In a statement on Tuesday, the Turkish Finance Minister, Mehmet Simsek, announced that Turkey is preparing to enact fresh legislation concerning cryptocurrency assets to enhance its compliance with the Financial Action Task Force (FATF). In 2021, the FATF included Turkey in its “grey list” due to its failure to address concerns related to money laundering and terrorist financing.
The forthcoming cryptocurrency legislation aims to tackle the specific issues outlined in the FATF’s 2021 report, which pointed out deficiencies in addressing money laundering and terrorist financing within the existing Turkish legal framework. Minister Simsek emphasized that this cryptocurrency legislation is just one part of a broader set of legislative changes designed to align with the FATF’s 40-point compliance guidelines.

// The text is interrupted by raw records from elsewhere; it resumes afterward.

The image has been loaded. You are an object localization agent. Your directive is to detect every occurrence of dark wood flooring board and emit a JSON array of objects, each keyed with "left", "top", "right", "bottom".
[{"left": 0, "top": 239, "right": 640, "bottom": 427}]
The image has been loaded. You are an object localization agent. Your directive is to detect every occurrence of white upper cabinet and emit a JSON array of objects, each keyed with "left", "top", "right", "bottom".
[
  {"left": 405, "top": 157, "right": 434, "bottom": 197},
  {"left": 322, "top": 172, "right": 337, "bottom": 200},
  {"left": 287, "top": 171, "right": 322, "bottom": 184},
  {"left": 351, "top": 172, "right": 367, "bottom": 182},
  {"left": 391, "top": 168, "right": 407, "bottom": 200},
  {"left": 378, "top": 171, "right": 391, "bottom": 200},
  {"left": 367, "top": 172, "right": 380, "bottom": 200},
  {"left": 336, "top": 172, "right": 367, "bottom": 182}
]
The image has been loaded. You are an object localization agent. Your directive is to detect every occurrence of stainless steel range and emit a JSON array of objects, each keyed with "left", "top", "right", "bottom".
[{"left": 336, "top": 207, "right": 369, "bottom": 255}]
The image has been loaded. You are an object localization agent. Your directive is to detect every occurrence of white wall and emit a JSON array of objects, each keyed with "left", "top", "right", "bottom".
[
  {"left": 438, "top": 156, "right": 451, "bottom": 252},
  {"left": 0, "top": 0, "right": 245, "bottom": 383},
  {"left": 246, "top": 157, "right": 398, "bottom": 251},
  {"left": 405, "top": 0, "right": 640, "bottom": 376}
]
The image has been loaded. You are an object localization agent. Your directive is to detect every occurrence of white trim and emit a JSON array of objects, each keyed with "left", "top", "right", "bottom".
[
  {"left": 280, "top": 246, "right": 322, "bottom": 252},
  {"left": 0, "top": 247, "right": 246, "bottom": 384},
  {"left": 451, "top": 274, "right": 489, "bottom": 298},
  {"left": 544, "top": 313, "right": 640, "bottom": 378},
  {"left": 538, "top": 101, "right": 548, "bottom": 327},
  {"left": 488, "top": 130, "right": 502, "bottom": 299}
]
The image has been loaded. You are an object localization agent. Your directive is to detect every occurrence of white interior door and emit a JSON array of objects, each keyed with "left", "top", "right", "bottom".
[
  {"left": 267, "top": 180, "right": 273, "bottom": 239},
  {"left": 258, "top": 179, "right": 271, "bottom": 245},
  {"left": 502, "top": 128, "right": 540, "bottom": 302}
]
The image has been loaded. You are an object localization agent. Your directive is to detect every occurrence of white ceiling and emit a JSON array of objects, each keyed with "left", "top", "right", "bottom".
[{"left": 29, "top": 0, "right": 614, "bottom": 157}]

Turkey’s inclusion in the FATF’s grey list had a detrimental impact on foreign investment flowing into the country. This, coupled with Turkey’s pre-existing challenges of high inflation and widespread unemployment, hindered the nation’s efforts to revive its economy. According to estimates from the International Monetary Fund (IMF), being on the FATF’s grey list can reduce capital inflows by approximately 7.6% of GDP, with foreign investment suffering significant declines.
Minister Simsek highlighted that the proposed legislation concerning cryptocurrency assets will comprehensively address all 40 points on the FATF checklist, ultimately helping Turkey to exit the grey list. He stated,
“We will promptly present a legislative proposal regarding crypto-assets to the parliament. Subsequently, there should be no impediment for Turkey to remain on the grey list, assuming there are no other political considerations.”
Additionally, Turkey is working on a new regulatory framework for cryptocurrencies, which will encompass definitions, taxation of crypto-assets, and the regulation of exchanges and other related service providers.
The FATF, headquartered in Paris, is a financial oversight organization established by the G7 nations. According to reports, the FATF had previously cautioned Turkey in 2019 about its significant shortcomings in freezing assets associated with money laundering and terrorist financing.